On the opening date of the four-day tour to promote his fight against former boxing champion Floyd Mayweather Jr. on August 26 at T-Mobile Arena in Las Vegas, two-division UFC champion Conor McGregor did what he always does: pander to the crowd and display unbridled confidence.
To the cheers of thousands at Staples Center in Los Angeles, California, McGregor felt the support of his passionate legion of fans. But those cheers meant little to Mayweather, who has made more than 38 times the money that the UFC champion has in his career.
“Popularity has nothing to do with what we have in our bank accounts, so if we’re going by popularity, he can be more famous,” Mayweather said. “I always chose fortune over fame. You have a lot of guys, you have a lot of people on social media that may have 20 million followers, but may not have $20,000 in the bank, so I choose fortune over fame.”
Floyd Mayweather, Conor McGregor globe-trot to promote upcoming bout
Last November, McGregor came to Madison Square Garden in New York City looking to make history and become the first simultaneous two-division champion in the history of the UFC, and that is exactly what he did.
Courtesy of a knockout of Eddie Alvarez in the main event of UFC 205 at "The World's Most Famous Arena," the 5-foot-9, 155-pound McGregor added the UFC lightweight championship to his resume, going along with the featherweight title he won in December of 2015.
While taking a right-handed punch from Alvarez, McGregor fired off a powerful left hand that landed on the side of the defending champion’s face. McGregor followed it up with a right hand to Alvarez’s jaw, a left to the ear and another right that eventually floored his opponent.
“You know the trash-talking that fighters say to one another,” Mayweather said. “Of course, he’s going to say how good he is.
“I told him, ‘I ain’t got to tell you how good I am. You already know.’ We were talking about the gloves.
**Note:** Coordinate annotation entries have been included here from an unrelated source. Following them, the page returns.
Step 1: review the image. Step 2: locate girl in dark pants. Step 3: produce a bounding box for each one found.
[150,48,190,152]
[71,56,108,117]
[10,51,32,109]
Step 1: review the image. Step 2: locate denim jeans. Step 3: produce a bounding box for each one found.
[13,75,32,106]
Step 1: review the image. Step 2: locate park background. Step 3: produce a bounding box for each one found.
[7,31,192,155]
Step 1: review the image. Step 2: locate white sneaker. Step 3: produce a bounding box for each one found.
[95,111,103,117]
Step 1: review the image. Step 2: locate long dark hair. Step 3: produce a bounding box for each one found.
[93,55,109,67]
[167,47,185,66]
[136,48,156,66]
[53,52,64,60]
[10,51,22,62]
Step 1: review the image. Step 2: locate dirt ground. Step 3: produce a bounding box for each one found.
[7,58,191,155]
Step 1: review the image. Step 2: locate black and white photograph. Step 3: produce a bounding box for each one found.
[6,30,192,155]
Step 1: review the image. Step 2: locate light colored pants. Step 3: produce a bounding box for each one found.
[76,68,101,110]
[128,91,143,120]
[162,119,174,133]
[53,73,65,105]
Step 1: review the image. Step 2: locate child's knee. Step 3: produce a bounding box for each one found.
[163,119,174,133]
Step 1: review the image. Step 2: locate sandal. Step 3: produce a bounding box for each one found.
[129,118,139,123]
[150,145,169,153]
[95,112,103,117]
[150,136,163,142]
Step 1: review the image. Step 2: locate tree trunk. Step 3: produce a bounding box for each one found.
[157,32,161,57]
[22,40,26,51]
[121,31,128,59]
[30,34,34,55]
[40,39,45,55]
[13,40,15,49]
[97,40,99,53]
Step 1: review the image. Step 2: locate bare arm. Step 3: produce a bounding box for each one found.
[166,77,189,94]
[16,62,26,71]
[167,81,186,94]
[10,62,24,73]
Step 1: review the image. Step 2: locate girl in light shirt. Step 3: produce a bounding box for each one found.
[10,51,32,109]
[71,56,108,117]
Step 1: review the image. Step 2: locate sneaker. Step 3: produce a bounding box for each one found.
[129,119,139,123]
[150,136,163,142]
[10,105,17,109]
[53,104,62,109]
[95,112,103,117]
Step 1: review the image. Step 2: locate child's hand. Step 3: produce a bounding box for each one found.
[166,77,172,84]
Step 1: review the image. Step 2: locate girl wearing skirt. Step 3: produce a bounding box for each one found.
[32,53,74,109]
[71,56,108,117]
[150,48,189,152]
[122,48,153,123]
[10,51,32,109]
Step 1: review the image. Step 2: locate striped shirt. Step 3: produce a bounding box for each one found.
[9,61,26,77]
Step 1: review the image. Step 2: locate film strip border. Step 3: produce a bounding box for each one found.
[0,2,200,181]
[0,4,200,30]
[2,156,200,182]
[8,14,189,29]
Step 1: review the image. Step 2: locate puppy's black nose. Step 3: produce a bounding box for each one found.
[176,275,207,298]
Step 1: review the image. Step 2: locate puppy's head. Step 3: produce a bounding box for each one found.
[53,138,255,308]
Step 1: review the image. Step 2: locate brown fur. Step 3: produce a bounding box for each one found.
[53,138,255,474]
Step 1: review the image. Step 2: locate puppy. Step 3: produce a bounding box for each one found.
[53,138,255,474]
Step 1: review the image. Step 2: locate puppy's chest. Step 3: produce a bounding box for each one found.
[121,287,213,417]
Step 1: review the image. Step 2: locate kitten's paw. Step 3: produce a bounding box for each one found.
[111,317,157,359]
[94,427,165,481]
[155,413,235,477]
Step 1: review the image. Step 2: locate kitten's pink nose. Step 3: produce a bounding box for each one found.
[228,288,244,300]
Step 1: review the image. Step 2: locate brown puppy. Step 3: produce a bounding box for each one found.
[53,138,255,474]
He was talking about how he is going to knock me out, you know. I was like, ‘Okay, that’s what they all have said.’”
No stranger to the spotlight, the 5-foot-8, 151-pound Mayweather won the WBC super featherweight, lightweight, welterweight and light middleweight crowns, along with the IBF welterweight title, WBA (Super) light middleweight and (Super) welterweight titles and WBO welterweight championship.
On his way to the 49-0 record, Mayweather defeated Manny Pacquiao, Canelo Alvarez, Miguel Cotto, “Sugar” Shane Mosley, Juan Manuel Marquez, Marcos Maidana (twice), Arturo Gatti, Ricky Hatton and Oscar De La Hoya, all of whom are current or were former champions across several weight classes.
“He has to realize, I’ve been here before,” Mayweather said. “He just started this. I’ve been doing this for years, years, years after years, and I think I’ve got it.
“He’s upset. He’s ready to kill me now. He mad. Me? I’m just cooling out. Just another day. This is just another day for me, but I gave him a little bit of his own medicine. I played it calm, cool, didn’t say nothing, let him do his talking. Then, ahhh. I gave him some of his own medicine. He didn’t like it.”